What is Chapter 9 – Municipal Reorganization?
Chapter 9 is a specialized type of bankruptcy and reorganization that specifically applies to municipalities. Federal bankruptcy law allows a variety of municipalities that may take advantage of Chapter 9 proceedings, including cities, townships, counties, community college districts and school districts. The purpose of Chapter 9 is to establish a reorganization plan between a municipality and creditors for repayment of outstanding debt.
What Happens When a Municipality Files for Chapter 9 Bankruptcy?
Negotiated terms of Chapter 9 reorganization can offer a municipality many benefits including lowering interest rates and extending the debt terms to make repayment more attainable. In some cases, reduction of principal balances may also be proposed. Liquidation is rarely an option in municipal bankruptcies.
A Chapter 9 bankruptcy proceeding usually follows five main steps:
- The local municipality files for bankruptcy, resulting in an automatic stay against debt collectors
- The Court determines the municipality’s eligibility
- The local municipality develops a Plan of Adjustment
- The creditors approve the Plan of Adjustment
- The Court approves the Plan of Adjustment
Municipal bankruptcy was first established in 1934 during the Great Depression and has been revised many times since that time. Since its inception, only about 500 municipal bankruptcy petitions have been filed, making this one of the rarest types of bankruptcies to be seen in courtrooms today. Because it is not commonly practiced, it is important to find legal representation from a firm that is experienced in this type of reorganization and familiar with the specific laws governing Chapter 9 bankruptcy in the state where it is filed.

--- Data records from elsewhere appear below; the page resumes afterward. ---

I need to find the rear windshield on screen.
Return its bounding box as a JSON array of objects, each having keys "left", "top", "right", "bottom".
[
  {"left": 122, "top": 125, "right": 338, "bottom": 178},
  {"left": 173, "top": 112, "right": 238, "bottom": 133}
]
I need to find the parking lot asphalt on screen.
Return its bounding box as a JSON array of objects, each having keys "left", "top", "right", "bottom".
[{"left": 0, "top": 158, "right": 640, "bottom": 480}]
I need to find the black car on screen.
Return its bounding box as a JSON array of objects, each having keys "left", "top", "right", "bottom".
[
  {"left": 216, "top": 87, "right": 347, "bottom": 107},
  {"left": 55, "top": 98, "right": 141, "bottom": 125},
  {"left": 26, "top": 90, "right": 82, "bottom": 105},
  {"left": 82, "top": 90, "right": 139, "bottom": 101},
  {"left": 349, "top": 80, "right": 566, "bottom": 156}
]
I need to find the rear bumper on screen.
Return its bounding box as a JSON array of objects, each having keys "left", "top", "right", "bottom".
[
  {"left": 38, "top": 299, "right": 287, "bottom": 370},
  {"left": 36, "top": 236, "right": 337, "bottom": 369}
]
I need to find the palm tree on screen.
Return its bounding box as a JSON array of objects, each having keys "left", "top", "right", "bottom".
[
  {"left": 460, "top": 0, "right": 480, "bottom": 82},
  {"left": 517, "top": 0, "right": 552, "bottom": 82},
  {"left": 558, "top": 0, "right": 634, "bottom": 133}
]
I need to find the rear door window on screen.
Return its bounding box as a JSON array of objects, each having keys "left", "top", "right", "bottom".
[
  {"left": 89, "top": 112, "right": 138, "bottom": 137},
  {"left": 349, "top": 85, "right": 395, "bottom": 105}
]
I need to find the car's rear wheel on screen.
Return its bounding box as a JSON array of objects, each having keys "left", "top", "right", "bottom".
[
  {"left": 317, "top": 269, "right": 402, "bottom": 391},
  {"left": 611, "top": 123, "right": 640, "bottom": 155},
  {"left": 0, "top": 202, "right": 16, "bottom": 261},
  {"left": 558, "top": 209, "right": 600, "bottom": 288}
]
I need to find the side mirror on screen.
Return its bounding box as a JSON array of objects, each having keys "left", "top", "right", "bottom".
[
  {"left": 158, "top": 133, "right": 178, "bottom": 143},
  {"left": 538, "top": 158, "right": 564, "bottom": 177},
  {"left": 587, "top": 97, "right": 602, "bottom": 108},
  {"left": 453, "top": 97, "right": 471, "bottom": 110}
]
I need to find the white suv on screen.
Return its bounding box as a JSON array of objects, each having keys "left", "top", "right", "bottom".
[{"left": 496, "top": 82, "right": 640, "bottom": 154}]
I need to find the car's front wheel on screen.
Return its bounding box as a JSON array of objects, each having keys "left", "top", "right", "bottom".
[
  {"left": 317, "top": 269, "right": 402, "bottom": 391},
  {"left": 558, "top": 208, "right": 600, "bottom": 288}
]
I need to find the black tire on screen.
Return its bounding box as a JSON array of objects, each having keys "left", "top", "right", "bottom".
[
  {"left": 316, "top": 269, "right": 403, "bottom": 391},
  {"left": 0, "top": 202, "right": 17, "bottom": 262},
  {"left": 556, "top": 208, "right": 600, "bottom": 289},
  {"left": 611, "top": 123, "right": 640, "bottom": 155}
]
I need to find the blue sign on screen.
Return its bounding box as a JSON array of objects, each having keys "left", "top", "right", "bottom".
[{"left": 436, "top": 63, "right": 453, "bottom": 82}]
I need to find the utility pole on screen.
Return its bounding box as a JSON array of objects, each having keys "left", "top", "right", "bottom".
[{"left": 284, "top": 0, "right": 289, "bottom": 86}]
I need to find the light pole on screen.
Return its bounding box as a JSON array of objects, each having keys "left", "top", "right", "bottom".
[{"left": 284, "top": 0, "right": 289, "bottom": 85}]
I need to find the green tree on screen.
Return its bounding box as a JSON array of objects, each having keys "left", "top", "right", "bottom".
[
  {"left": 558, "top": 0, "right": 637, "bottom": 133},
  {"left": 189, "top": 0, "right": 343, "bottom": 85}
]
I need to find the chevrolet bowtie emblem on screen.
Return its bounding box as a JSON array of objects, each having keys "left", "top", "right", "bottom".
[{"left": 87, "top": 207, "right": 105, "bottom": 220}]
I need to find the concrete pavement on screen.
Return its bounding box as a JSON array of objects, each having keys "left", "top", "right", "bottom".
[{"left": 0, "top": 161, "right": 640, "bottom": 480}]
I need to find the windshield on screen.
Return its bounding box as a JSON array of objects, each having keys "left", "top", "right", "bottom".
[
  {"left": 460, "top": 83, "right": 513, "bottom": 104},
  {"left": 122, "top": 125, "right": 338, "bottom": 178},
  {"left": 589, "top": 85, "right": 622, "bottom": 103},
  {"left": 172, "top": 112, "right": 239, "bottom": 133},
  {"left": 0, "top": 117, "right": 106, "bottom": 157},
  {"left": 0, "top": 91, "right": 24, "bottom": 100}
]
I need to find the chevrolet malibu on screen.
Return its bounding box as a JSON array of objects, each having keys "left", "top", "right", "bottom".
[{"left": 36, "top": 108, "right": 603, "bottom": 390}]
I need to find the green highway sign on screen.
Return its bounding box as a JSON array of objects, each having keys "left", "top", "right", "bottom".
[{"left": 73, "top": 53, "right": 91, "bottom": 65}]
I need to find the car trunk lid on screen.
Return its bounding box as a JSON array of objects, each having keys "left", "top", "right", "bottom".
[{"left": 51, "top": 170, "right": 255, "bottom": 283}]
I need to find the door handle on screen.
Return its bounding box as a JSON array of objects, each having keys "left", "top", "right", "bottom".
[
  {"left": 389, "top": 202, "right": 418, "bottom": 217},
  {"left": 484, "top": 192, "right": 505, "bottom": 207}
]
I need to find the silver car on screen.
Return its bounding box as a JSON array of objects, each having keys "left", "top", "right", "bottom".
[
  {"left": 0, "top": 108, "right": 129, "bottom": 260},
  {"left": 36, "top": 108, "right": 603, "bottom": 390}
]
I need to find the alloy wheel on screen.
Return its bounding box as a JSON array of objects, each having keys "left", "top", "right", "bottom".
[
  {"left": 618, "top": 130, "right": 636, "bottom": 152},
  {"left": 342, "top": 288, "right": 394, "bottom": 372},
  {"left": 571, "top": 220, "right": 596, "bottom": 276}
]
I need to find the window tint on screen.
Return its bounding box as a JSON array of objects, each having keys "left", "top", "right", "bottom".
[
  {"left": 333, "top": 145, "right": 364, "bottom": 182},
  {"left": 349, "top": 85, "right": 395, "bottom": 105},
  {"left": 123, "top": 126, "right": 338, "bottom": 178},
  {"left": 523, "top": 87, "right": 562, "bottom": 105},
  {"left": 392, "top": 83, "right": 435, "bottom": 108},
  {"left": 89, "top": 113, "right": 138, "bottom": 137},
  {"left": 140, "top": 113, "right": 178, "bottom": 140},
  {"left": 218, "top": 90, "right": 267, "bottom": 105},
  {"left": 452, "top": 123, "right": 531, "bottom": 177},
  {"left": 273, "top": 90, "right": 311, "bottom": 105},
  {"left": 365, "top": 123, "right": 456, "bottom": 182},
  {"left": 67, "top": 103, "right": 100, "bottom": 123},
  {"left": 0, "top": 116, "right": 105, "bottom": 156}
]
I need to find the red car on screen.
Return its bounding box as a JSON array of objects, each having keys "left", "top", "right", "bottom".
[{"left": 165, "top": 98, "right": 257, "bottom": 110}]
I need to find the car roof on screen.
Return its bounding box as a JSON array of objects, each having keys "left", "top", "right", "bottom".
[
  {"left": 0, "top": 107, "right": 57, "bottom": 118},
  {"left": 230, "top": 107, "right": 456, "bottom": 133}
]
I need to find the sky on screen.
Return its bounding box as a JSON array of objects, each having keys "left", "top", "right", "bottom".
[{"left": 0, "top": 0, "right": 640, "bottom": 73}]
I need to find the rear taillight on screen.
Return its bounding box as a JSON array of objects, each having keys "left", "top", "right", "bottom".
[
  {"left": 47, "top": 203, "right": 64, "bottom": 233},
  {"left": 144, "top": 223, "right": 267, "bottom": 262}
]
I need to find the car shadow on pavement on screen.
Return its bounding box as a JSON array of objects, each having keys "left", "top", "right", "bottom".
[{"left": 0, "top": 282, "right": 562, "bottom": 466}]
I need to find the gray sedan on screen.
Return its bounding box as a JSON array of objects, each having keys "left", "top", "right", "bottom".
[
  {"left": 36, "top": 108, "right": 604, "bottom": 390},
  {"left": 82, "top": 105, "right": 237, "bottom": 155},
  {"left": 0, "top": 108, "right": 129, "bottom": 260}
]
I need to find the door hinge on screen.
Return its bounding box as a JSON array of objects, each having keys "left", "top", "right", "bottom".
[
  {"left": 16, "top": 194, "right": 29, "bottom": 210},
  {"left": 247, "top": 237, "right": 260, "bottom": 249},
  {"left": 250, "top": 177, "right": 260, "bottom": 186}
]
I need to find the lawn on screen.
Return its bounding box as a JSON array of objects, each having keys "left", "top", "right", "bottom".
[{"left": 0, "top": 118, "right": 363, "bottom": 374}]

How Does a Municipality File for Chapter 9 Bankruptcy?
Many local governments across the country are facing steep budget deficits and high debt. As a last resort, some of these municipalities have filed for bankruptcy. In order to file Chapter 9, a municipality must meet four basic requirements:
- The municipality must be authorized to file Chapter 9 under the laws of the state
- The municipality must be insolvent (unable to pay debts when they are due)
- There must be a desire by the municipality to adjust its debts
- The majority of creditors must be in agreement with the Chapter 9 proceedings
In addition, proper legal representation is a must to protect the interests of the municipality for the benefit of all parties involved. In addition to the different way in which these bankruptcy cases are handled, the complexities are multiplied due to the size of the municipality and the number of parties involved.
Does Marshack Hays LLP Offer Chapter 9 Representation?
Finding a legal team with experience in Chapter 9 bankruptcies can be easier said than done, given their relatively rare occurrence. Fortunately, California municipalities can find experienced legal help for Chapter 9 proceedings from the professional legal team at Marshack Hays LLP. Our bankruptcy attorneys have the special skill and experience to navigate these complex legal matters for the benefit of their clients. Previous Chapter 9 bankruptcy clients include:
- County of Orange
- City of San Bernardino
- Vendor’s Committee – County of Orange (representation)
- San Bernardino City Professional Firefighters Local 891 – City of San Bernardino (representation)
Our firm understands the challenges financially stressed municipalities face in reorganization planning prior to filing a petition. However, early planning is essential to ensure leverage is maintained for the benefit of bondholders, key vendors and unions. We work with all aspects of Chapter 9 proceedings to ensure they progress a smoothly as possible for everyone involved. When Chapter 9 is the only option, the experienced bankruptcy attorneys at Marshack Hays LLP are ready to help municipalities complete the reorganization process successfully.